Im Gegensatz zu Leo, Adam, Pia und Esther, stand Maria fest im Leben. Verheiratet, ein Kind und nun Rückkehrerin ins Berufsleben, nachdem sie lange wegen ihrem Mann zurückgesteckt hatte. Mit Mitte 30, neu durchstarten als Doktorin der Psychologie und beratende Profilerin.

Leo versuchte zu lächeln, doch in seinen Augen begannen sich Tränen zu sammeln und zu Adams und Marias Schrecken, flackerten die Lider.

„Leo, nein!", mahnte Adam sofort und Maria gab ihm sofort einige sanfte Klapse auf die Wange. „Wer von uns du anguckst, ist mir so was von egal! Mich, Adam oder auch uns Beide gemeinsam; aber die die Augen bleiben offen, hast du mich verstanden?", sprach sie forsch. „Versuch's...versuch's", keuchte Leo und riss die Augen beinahe ins Unermessliche auf, während sich die Pupillen begannen, auf Adam zu fokussieren.
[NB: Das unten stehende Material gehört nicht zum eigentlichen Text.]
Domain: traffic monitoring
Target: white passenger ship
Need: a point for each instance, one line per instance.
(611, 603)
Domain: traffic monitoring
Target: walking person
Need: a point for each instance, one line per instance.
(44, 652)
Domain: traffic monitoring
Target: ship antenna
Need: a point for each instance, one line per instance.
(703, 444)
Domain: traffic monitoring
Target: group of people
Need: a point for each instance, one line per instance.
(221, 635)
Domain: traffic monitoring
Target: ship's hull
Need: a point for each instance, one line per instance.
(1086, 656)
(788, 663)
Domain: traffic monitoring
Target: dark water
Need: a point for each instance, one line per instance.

„Hätte den Funk nicht annehmen sollen...tut mir leid!", ächzte er und Adam schüttelte schnell mit dem Kopf. „Halt die Klappe, das war die richtige Entscheidung. Ich bin der Vollidiot, der nicht aufgepasst hat!"

Adam zuckte kurz zusammen, als er merkte, dass seine Hände von dem provisorischen Druckverband weggenommen wurde. Als er auf die Szenerie blickte, sah er, wie Maria dies übernahm. „Halt ihn wach", formte sie mit den Lippen und Adam nahm Leos Gesicht in seine nun freien Hände.

„Hast du Schmerzen?"

„Nein...Druck...alles taub...", japste Leo als Antwort und drohte wieder bewusstlos zu werden, doch Adam reagierte sofort und klatschte ihm sofort auf die Wange.
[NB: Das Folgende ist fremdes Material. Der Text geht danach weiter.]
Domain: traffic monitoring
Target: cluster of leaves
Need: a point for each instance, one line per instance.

„Leo Hölzer, du kippst und stirbst mir hier nicht weg, klar?!", schrie Adam beinahe und Maria erhöhte den Druck auf die Wunde, da sie feststellte, dass das Blut wieder stärker durch den Stoff suppte. Zudem spürte sie Leos Brustkorb unter ihren Händen beben, da der Atem immer mehr begann, stockend zu werden.

„LEO!", drohte Adam nun beinahe, da Leos Lider wieder zu flackern und fallen begannen. „Leo, komm schon!", flüsterte Maria mit zitternder Stimme und atmete scharf ein, als sich Leos Augen schlossen. „WO BLEIBT DER SCHEISS KRANKENWAGEN?!"